После длинной паузы она спросила:
— Вы давно уже в Киеве?
Я отвечал: «Давно!»
— Нарисуйте для меня этот самый вид, которым мы теперь любуемся, и пришлите в «Зеленый трактир» в № NN..
Рисунок акварельный был у меня давно начат. Я его тщательно окончил и на первом плане между липами нарисовал моих незнакомок и себя тоже нарисовал, сидящего на скамейке в поэтическом положении, в соломенном брыле.
На другой день поутру я сидел с оконченным рисунком на типографском крыльце и дожидался моих незнакомок, как будто они мне велели самому принести рисунок не в «Зеленый трактир», а на типографское крыльцо. Не успел я помечтать хорошенько, как незнакомки мои явились.
— А! Вы уже здесь? — почти воскликнула старшая.
— Здесь, — ответил я.
— Давно?
— Давно, — ответил я.
— Да и портфель с вами. Вы, верно, рисовали?
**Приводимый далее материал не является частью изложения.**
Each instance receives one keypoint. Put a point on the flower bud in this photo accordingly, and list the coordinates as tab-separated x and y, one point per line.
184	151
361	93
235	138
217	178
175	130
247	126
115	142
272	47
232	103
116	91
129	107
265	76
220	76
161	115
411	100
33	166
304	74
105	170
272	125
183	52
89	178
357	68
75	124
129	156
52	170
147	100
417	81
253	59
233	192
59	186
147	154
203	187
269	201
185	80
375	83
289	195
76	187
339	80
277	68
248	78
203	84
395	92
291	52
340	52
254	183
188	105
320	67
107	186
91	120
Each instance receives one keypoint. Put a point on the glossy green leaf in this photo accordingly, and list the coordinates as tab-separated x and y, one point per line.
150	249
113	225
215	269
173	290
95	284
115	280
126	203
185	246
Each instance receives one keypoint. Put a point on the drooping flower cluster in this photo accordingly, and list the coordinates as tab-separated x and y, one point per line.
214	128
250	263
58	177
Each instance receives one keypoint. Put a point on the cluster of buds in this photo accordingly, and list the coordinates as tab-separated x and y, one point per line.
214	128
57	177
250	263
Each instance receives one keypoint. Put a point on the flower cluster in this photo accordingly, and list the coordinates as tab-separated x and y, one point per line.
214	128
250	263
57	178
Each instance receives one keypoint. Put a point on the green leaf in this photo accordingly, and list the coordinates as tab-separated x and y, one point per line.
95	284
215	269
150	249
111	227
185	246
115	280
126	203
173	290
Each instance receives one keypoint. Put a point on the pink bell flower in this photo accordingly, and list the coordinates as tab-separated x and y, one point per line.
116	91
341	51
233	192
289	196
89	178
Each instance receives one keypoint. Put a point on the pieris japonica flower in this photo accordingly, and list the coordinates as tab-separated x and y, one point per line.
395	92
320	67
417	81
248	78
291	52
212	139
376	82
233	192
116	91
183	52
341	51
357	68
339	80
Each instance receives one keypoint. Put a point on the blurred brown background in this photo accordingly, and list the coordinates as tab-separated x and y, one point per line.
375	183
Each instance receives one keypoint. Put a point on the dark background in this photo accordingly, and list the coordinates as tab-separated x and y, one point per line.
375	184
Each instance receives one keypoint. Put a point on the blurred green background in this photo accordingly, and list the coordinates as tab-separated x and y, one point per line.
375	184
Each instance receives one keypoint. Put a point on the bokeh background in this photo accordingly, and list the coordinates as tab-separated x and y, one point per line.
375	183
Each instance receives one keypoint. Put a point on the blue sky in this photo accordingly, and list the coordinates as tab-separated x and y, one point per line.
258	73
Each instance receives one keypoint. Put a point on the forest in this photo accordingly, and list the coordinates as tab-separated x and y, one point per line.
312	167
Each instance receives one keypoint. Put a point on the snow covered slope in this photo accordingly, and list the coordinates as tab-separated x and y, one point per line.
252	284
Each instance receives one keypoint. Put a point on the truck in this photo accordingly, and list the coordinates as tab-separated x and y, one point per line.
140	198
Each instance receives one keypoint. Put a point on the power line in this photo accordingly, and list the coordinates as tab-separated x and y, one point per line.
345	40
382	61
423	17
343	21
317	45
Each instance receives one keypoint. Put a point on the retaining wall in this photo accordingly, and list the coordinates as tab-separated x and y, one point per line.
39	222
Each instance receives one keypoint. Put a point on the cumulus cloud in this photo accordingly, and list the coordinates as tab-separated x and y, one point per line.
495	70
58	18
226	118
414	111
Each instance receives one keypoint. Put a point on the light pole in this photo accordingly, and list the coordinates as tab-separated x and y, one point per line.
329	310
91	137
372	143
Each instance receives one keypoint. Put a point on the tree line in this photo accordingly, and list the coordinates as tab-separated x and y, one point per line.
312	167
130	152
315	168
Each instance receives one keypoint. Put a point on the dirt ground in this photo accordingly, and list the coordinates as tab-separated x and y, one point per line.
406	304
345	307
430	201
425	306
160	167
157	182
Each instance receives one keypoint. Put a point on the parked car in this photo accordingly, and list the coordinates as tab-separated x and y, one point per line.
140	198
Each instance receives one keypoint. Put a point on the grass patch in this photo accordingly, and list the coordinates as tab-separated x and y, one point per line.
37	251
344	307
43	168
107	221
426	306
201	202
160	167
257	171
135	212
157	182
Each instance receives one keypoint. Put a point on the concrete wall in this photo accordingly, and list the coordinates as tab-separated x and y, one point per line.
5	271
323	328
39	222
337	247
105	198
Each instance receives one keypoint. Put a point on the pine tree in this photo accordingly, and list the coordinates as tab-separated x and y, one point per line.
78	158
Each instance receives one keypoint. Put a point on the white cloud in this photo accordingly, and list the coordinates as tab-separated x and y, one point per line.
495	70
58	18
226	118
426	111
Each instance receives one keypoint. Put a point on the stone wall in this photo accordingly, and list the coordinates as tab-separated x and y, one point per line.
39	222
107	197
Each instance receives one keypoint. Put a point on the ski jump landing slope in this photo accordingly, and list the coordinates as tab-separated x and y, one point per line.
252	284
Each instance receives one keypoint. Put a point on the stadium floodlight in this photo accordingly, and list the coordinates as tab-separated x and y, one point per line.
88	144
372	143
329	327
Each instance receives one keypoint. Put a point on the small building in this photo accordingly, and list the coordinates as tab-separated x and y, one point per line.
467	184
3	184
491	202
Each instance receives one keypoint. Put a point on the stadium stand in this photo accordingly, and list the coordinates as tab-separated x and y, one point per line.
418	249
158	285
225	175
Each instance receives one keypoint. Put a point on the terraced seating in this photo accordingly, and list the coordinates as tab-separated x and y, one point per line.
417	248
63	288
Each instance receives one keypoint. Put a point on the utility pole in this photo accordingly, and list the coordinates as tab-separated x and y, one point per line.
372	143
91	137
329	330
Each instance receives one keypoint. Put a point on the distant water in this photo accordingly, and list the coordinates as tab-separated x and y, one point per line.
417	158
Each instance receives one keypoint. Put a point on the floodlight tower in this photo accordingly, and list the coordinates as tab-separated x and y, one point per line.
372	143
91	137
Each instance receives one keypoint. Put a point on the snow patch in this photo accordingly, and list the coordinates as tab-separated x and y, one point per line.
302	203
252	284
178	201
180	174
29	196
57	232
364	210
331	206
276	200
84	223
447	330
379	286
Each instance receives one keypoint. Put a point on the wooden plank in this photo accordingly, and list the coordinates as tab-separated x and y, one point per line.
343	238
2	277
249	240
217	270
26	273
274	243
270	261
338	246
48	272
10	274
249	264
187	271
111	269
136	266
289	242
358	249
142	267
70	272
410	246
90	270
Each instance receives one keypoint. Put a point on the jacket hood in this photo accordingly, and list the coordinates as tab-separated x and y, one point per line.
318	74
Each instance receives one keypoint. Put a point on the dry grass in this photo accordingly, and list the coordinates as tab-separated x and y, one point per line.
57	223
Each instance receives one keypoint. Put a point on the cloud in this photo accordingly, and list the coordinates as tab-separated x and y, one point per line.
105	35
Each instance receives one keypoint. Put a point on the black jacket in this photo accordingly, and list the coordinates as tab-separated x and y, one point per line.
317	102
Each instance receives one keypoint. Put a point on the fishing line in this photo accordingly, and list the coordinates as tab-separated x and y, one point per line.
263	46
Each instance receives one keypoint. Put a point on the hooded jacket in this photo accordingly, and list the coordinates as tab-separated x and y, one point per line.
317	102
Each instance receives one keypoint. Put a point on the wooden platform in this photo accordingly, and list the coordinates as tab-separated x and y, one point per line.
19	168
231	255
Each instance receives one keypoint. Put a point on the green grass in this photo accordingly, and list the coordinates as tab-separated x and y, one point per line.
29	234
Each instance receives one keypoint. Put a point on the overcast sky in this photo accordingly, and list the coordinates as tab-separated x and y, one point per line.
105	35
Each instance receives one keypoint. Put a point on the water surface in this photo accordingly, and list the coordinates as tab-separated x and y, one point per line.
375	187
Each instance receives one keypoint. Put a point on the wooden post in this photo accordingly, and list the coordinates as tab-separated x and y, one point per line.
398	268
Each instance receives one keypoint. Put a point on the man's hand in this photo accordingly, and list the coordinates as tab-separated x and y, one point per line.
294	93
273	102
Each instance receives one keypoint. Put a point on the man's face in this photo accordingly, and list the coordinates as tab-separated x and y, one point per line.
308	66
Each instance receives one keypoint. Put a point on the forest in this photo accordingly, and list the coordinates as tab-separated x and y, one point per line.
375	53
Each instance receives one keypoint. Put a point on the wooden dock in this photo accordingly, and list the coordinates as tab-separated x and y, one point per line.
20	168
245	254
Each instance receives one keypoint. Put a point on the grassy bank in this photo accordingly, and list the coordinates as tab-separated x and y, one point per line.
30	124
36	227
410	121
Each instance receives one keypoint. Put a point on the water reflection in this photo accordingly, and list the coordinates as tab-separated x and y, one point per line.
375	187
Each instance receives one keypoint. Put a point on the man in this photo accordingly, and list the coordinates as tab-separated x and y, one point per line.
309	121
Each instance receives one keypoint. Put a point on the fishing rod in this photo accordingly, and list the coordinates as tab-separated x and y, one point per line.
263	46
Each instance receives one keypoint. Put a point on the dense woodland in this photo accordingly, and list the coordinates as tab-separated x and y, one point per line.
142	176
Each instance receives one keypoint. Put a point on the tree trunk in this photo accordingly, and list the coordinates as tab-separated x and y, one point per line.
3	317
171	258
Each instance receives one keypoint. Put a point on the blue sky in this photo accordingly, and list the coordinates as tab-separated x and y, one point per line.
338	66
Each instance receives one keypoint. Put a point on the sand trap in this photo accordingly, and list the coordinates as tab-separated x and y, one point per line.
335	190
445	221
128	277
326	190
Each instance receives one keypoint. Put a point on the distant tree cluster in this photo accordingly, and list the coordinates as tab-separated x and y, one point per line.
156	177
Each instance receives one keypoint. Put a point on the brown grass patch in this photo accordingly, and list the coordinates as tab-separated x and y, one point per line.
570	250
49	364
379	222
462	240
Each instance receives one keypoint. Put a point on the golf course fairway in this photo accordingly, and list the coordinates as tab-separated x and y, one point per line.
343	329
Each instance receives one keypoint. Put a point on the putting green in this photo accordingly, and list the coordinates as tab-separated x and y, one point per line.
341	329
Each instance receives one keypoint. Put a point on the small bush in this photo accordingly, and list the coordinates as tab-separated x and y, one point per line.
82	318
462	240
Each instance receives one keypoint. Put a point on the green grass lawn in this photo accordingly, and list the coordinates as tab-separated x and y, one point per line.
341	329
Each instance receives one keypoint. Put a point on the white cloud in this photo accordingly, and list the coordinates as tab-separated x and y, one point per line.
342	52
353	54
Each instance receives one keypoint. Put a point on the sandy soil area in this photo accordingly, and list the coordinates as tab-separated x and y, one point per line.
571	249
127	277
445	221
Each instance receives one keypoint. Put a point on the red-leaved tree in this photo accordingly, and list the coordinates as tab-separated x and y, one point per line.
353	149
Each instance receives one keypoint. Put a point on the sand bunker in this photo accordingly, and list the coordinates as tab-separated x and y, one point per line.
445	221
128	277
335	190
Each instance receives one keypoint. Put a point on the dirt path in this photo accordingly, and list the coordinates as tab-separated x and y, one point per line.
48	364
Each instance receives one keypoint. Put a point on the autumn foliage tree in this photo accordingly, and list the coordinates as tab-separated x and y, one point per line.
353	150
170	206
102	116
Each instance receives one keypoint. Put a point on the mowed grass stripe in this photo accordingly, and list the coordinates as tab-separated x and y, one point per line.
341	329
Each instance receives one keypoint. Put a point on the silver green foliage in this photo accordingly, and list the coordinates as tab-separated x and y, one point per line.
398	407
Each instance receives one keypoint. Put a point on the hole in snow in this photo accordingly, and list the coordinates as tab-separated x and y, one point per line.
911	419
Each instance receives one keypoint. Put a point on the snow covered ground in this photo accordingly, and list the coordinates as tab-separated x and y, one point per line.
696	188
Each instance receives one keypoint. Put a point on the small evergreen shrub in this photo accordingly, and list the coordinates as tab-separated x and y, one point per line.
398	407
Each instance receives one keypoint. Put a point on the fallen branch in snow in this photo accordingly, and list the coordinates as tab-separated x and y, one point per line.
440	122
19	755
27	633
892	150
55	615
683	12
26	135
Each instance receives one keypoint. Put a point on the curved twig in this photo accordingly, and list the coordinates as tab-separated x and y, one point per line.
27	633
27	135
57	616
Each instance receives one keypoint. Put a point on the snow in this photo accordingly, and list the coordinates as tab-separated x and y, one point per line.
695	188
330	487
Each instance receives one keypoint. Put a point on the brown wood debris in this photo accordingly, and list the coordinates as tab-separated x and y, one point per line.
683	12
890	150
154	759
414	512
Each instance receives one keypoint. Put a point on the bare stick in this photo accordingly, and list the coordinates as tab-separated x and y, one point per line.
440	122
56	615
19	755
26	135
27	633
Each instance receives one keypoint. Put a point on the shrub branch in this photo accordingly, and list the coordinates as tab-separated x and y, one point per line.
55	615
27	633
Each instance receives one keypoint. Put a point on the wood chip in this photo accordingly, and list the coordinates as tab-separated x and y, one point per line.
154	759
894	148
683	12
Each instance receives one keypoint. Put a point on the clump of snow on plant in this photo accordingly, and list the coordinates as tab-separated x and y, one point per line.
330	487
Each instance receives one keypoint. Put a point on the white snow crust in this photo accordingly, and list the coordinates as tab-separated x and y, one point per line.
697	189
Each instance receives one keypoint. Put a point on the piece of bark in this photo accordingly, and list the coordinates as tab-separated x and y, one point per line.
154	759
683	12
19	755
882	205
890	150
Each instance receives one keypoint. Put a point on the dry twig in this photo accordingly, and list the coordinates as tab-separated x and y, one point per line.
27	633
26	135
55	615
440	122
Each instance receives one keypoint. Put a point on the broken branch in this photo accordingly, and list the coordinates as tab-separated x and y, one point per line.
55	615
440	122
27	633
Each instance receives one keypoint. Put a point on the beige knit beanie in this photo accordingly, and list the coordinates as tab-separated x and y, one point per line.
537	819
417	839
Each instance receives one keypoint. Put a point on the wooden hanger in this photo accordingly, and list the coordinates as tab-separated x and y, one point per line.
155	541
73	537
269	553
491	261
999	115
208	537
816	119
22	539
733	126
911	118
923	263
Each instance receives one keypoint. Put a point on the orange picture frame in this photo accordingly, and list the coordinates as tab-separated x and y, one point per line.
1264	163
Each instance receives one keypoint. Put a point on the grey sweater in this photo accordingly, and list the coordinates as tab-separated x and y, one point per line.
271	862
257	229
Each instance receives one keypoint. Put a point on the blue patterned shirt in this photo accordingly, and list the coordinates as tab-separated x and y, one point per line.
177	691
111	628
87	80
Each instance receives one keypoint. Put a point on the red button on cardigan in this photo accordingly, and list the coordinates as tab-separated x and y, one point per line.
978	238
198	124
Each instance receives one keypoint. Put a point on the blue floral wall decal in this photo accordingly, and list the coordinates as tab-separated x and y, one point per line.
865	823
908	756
— Нет, не рисовал! — И вынул из портфеля рисунок, заказанный ею вчера. Она долго молча смотрела на рисунок и на меня, потом взяла мою руку, крепко пожала и сказала: «Благодарю вас. И будемте знакомыми, хорошими приятелями, а если можно, друзьями. А это, кажется, возможно!» — прибавила она, глядя на свою молодую подругу. /112/
— Сядемте, отдохнем немного, — сказала она. И мы все трое сели. После непродолжительного молчания она обратилась ко мне и сказала:
— А знаете ли, Глафира у меня выиграла сегодня пари. Мы с нею вчера спорили. Я уверяла ее, что вы идиот, а она доказывала противное!
— Благодарю вас, — сказал я младшей, а старшей сказал: — Не стоит благодарности, — после чего мы все расхохотались и сошли с типографского крыльца.
Следующую осень прожил я у них в деревне и уже называл их своими родными сестрами. А к концу осени старшую называл уже мамою, а меньшую невестою. Я совершенно был счастлив. Весной они приехали в Киев, но, увы! меня там уже не было. Я далеко уже был весною и о мелькнувшей радости вспоминал, как о волшебном очаровательном сне.
Вот почему так любо мне вспоминать о типографском крыльце.
Много лет и зим пролетело после этого события над моею одинокою, уже побелевшею головою. Я опять в Киеве и опять посещаю заветное крыльцо. И теперь, накануне праздника Успения Богородицы, после ранней обедни, вышел я на типографское крыльцо и, любуяся пейзажем, вспоминал то счастливое, давно мелькнувшее счастье и как бы слушал голос ангела, произносящего слово «мамо». Я так предался воспоминанию, что мне как бы действительно послышалось это детское милое слово, так живо, что я оглянулся. И представьте мое изумление: из коридора на крыльцо выходила Прасковья Тарасовна, а за нею, как журавль, шагал друг мой и сотоварищ Степан Мартынович, но таким щеголем, что если бы не жиденькая белая бородка, то я подумал бы, что он просто жениться приехал в Киев. Сертук на нем длинный из гранатового дорогого сукна, шляпа черная пуховая с широкими полями, сапоги, правда, личные, но тщательно вычищенные, а патерица просто архиерейская, с серебреным набалдашником. Франт, да и только.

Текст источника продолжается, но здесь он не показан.